Para registrar: Johnny Marks foi premiado com o Prêmio CHRISTMAS SPIRIT (Espírito de Natal) pela International Society of Santa Claus (Sociedade Internacional do Papai Noel) em conjunto com outro compositor notável: Irving Berlin, pai de WHITE CHRISTMAS e outras belas canções que falaremos em um dos próximos capítulos.
FOTO 6. Johnny Marks mais velho, em uma foto quase íntima dos anos 70.

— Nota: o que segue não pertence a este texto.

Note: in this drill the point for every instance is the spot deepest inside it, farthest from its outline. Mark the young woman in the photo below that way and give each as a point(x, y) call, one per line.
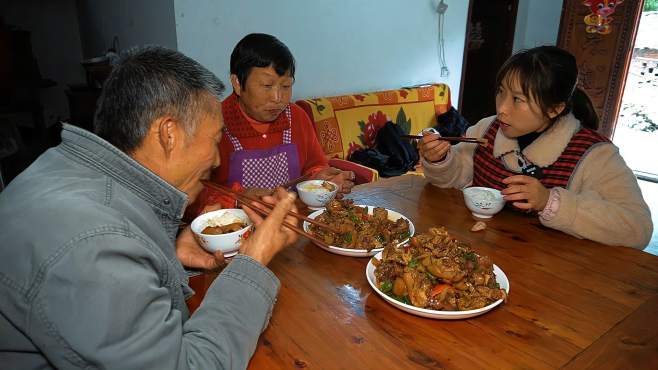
point(545, 155)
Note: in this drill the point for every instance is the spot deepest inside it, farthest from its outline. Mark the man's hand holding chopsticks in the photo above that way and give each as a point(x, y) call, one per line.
point(271, 236)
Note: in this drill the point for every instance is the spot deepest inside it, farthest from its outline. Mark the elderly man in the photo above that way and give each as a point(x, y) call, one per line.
point(89, 274)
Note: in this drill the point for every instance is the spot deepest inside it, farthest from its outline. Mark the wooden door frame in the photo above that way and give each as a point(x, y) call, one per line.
point(610, 54)
point(467, 36)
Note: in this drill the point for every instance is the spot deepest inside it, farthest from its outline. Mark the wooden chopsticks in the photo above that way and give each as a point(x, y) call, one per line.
point(246, 200)
point(456, 139)
point(294, 182)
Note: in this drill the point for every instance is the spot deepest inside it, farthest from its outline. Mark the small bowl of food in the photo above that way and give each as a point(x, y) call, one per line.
point(483, 202)
point(223, 230)
point(316, 193)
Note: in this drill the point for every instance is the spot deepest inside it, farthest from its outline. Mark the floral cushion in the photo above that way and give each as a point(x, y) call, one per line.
point(350, 122)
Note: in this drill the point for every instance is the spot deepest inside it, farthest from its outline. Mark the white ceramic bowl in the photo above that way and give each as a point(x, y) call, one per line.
point(314, 195)
point(228, 243)
point(483, 202)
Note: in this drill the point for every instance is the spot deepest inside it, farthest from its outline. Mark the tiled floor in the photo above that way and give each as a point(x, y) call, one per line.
point(650, 193)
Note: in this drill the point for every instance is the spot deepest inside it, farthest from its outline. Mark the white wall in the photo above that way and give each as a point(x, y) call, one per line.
point(537, 23)
point(55, 44)
point(341, 46)
point(134, 23)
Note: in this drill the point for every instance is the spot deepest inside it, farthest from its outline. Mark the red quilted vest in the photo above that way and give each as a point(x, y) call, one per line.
point(490, 171)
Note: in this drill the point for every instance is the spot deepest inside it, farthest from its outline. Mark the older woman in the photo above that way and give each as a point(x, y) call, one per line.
point(267, 141)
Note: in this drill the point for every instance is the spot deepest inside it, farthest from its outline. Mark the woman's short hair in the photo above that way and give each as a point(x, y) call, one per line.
point(261, 50)
point(147, 83)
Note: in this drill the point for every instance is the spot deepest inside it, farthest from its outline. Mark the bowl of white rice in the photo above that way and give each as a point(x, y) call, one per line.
point(210, 232)
point(483, 202)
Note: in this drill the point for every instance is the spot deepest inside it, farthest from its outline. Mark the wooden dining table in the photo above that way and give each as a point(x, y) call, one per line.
point(572, 303)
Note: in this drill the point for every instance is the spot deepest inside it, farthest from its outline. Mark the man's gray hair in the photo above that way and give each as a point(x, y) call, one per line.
point(148, 83)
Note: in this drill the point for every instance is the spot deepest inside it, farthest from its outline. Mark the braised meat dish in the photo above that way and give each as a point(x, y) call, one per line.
point(358, 229)
point(437, 272)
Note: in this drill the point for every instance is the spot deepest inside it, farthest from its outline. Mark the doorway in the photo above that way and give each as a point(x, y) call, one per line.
point(636, 133)
point(489, 43)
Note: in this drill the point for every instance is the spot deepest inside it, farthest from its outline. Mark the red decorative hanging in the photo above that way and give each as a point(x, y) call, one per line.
point(599, 20)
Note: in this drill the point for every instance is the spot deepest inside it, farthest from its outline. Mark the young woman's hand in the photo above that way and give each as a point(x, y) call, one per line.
point(432, 149)
point(525, 192)
point(271, 236)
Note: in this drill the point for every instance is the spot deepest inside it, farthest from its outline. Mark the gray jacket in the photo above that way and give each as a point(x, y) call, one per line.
point(89, 276)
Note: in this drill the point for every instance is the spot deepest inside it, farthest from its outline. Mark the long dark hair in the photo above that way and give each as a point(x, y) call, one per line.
point(549, 75)
point(261, 50)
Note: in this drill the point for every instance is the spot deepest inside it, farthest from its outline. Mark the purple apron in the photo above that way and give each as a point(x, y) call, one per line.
point(264, 168)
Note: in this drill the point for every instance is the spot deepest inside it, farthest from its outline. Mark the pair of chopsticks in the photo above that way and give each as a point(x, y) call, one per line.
point(296, 181)
point(454, 139)
point(247, 200)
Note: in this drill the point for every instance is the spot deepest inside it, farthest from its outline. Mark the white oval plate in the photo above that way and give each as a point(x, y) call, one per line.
point(501, 279)
point(392, 215)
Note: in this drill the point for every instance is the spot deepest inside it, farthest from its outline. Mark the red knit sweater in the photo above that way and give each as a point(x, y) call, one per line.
point(311, 156)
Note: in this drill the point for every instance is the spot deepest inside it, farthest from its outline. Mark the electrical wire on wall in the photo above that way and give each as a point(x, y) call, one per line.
point(441, 8)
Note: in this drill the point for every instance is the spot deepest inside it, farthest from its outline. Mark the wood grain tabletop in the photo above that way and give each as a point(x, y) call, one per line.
point(573, 303)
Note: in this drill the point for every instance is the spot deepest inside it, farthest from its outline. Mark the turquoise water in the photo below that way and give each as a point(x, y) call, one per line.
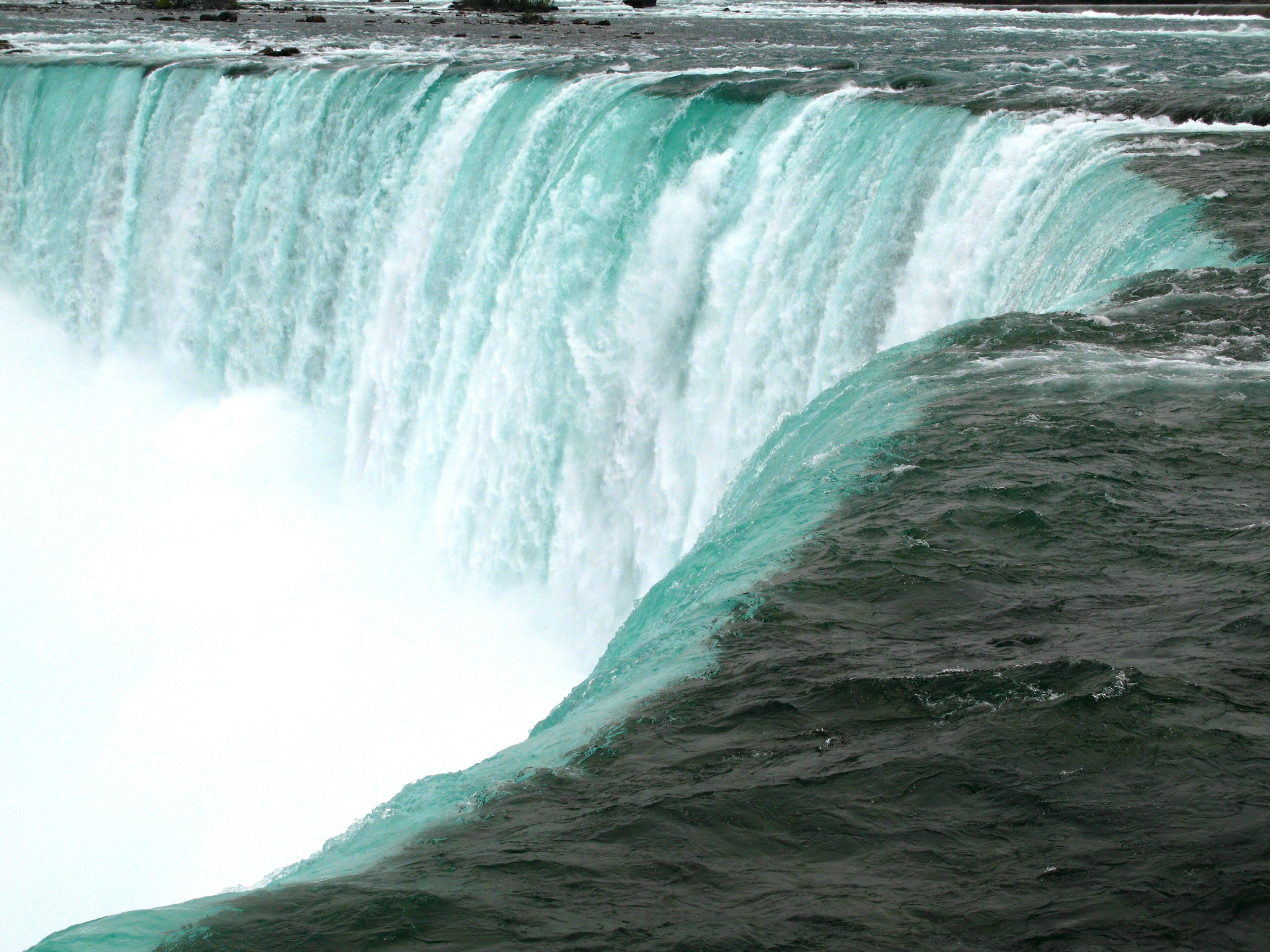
point(614, 333)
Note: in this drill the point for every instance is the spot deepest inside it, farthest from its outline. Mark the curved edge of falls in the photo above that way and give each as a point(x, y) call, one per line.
point(562, 315)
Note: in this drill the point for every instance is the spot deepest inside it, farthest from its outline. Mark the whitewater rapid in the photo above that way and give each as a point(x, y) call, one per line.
point(566, 325)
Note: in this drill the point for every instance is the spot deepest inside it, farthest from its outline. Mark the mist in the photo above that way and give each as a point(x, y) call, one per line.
point(215, 651)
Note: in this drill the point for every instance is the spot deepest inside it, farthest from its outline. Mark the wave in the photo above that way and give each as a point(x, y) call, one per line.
point(600, 335)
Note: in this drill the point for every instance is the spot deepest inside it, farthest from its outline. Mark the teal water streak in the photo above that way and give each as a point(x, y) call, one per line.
point(560, 315)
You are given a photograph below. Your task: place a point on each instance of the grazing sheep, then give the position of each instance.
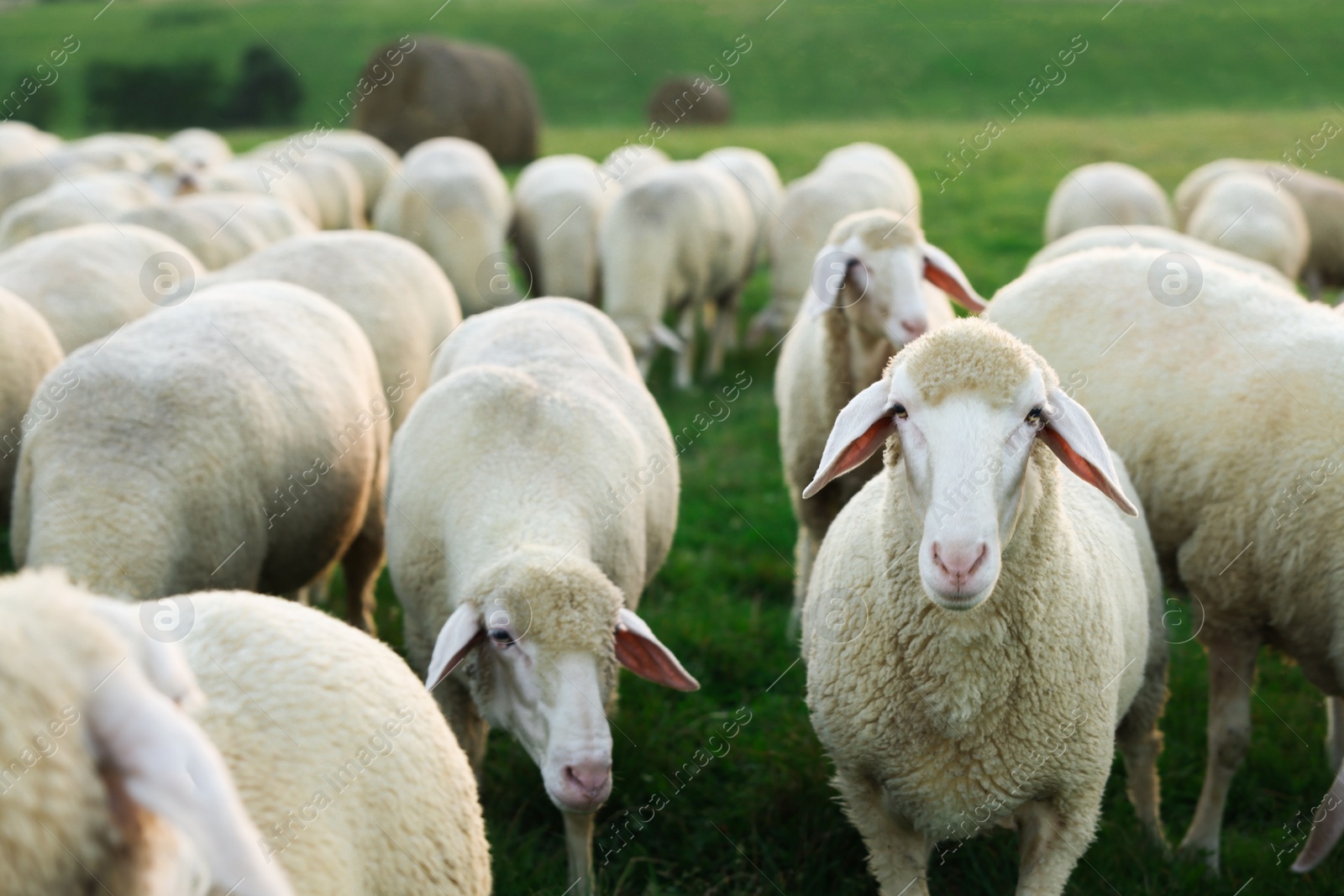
(84, 201)
(680, 239)
(1247, 215)
(91, 281)
(761, 181)
(1153, 237)
(452, 201)
(235, 441)
(983, 624)
(558, 207)
(1233, 470)
(519, 569)
(358, 790)
(880, 293)
(848, 181)
(1105, 192)
(394, 291)
(221, 228)
(109, 785)
(27, 351)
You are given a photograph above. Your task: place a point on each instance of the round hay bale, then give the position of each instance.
(449, 89)
(690, 101)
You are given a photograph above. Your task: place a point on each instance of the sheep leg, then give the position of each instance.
(1231, 665)
(578, 846)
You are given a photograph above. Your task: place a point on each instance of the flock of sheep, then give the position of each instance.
(215, 380)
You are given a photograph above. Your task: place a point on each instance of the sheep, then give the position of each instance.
(761, 181)
(850, 179)
(27, 351)
(109, 785)
(84, 201)
(1238, 511)
(679, 239)
(988, 676)
(394, 291)
(201, 148)
(880, 293)
(452, 201)
(221, 228)
(558, 207)
(1105, 192)
(237, 441)
(1155, 238)
(521, 567)
(1247, 215)
(91, 281)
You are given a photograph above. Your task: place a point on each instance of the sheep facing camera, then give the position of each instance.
(167, 278)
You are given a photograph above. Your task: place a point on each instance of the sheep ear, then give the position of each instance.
(456, 640)
(947, 275)
(1073, 436)
(165, 765)
(640, 651)
(860, 429)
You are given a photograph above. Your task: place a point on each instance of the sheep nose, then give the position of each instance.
(958, 562)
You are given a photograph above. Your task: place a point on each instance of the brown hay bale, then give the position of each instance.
(450, 89)
(690, 101)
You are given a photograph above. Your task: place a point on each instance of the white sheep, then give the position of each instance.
(850, 179)
(85, 201)
(89, 281)
(521, 567)
(761, 181)
(1247, 215)
(235, 441)
(878, 277)
(27, 351)
(391, 288)
(1105, 192)
(984, 622)
(454, 202)
(221, 228)
(678, 241)
(558, 207)
(1153, 237)
(1233, 466)
(109, 785)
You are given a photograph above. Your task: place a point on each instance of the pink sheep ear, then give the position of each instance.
(640, 651)
(947, 275)
(161, 762)
(1073, 436)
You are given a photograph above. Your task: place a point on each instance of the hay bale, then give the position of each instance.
(450, 89)
(690, 101)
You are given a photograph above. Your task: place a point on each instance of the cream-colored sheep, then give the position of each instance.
(1155, 237)
(108, 785)
(680, 239)
(850, 179)
(221, 228)
(454, 202)
(533, 497)
(1247, 215)
(85, 201)
(1233, 461)
(879, 295)
(393, 289)
(1105, 192)
(27, 351)
(984, 622)
(89, 281)
(235, 441)
(761, 181)
(558, 208)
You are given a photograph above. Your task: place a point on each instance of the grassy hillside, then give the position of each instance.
(597, 60)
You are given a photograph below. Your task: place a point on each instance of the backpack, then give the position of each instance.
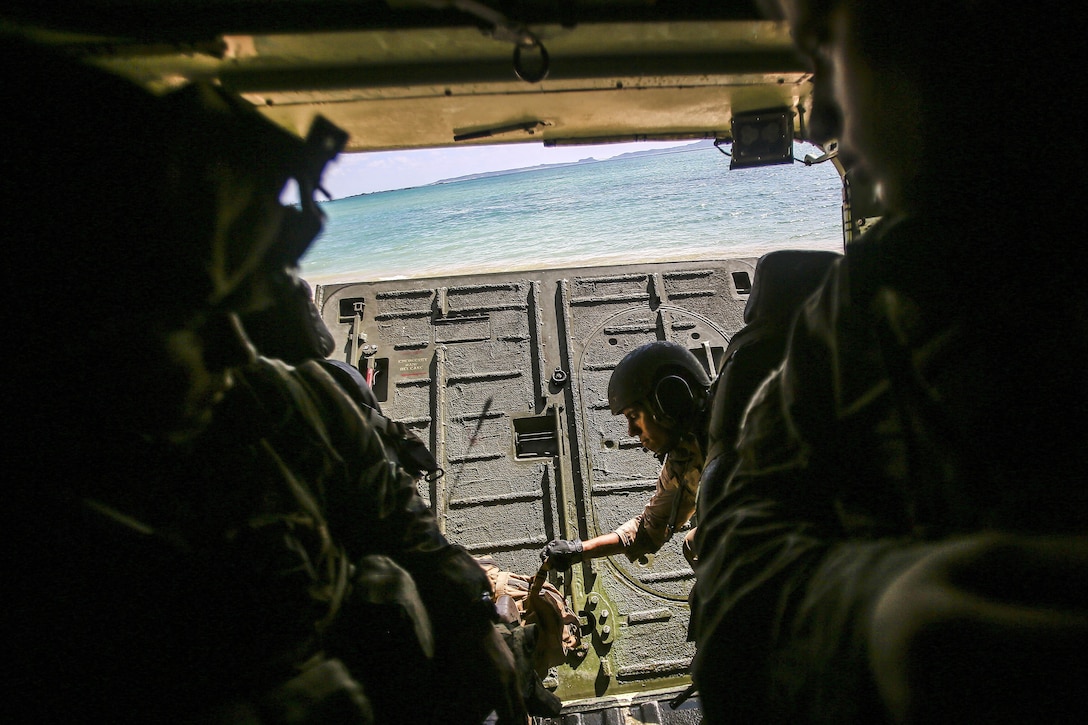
(559, 629)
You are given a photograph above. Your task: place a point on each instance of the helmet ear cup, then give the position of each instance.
(674, 400)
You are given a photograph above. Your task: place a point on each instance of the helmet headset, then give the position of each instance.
(665, 378)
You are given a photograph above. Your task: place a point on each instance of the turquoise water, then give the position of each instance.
(684, 205)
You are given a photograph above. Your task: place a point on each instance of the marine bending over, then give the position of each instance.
(662, 390)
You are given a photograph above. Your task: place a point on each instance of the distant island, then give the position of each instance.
(706, 143)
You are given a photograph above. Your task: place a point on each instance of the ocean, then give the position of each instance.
(683, 205)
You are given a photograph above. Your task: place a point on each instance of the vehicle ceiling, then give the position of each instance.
(428, 73)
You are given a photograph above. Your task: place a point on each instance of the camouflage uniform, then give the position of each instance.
(664, 513)
(915, 403)
(190, 585)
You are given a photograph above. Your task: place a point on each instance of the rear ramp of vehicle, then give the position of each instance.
(505, 376)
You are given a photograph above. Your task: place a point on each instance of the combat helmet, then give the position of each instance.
(663, 376)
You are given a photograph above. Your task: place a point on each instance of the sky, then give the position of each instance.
(382, 171)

A canção foi gravada em julho de 1958 em um dos escritórios da Decca com o produtor de Nashville, Owen Bradley. Era um dos verões mais quentes dos últimos anos, e a cantora e a orquestra não conseguiam se concentrar. Owen então, além de ligar o sistema de ar condicionado no máximo, instalou um canhão de neve artificial para resfriar o ar, e montou uma grande árvore de Natal nos estúdios de gravação, cheia de bolas e luzes coloridas, a fim de trazer de volta a concentração da cantora e de toda a equipe. Parece que o truque funcionou à perfeição e todos se divertiram muito, ao ponto de que apenas duas gravações foram suficientes para terminar a gravação da música. Em 2014, a NPR entrevistou a agora idosa Brenda Lee e, por brincadeira, perguntou qual era a direção correta para dançar em torno da árvore de Natal. A resposta da cantora foi imediata: "Sul. Seguindo o curso do sol." Embora de origem judaica (como seu ilustre colega Irving Berlin), Johnny Marks alcança a fama como compositor de canções de Natal. Em uma de suas inúmeras entrevistas, quando perguntado se ele se orgulhava de seu sucesso, Marks confessa abertamente: "Bem, não estou muito feliz por ser lembrado apenas por canções de Natal!"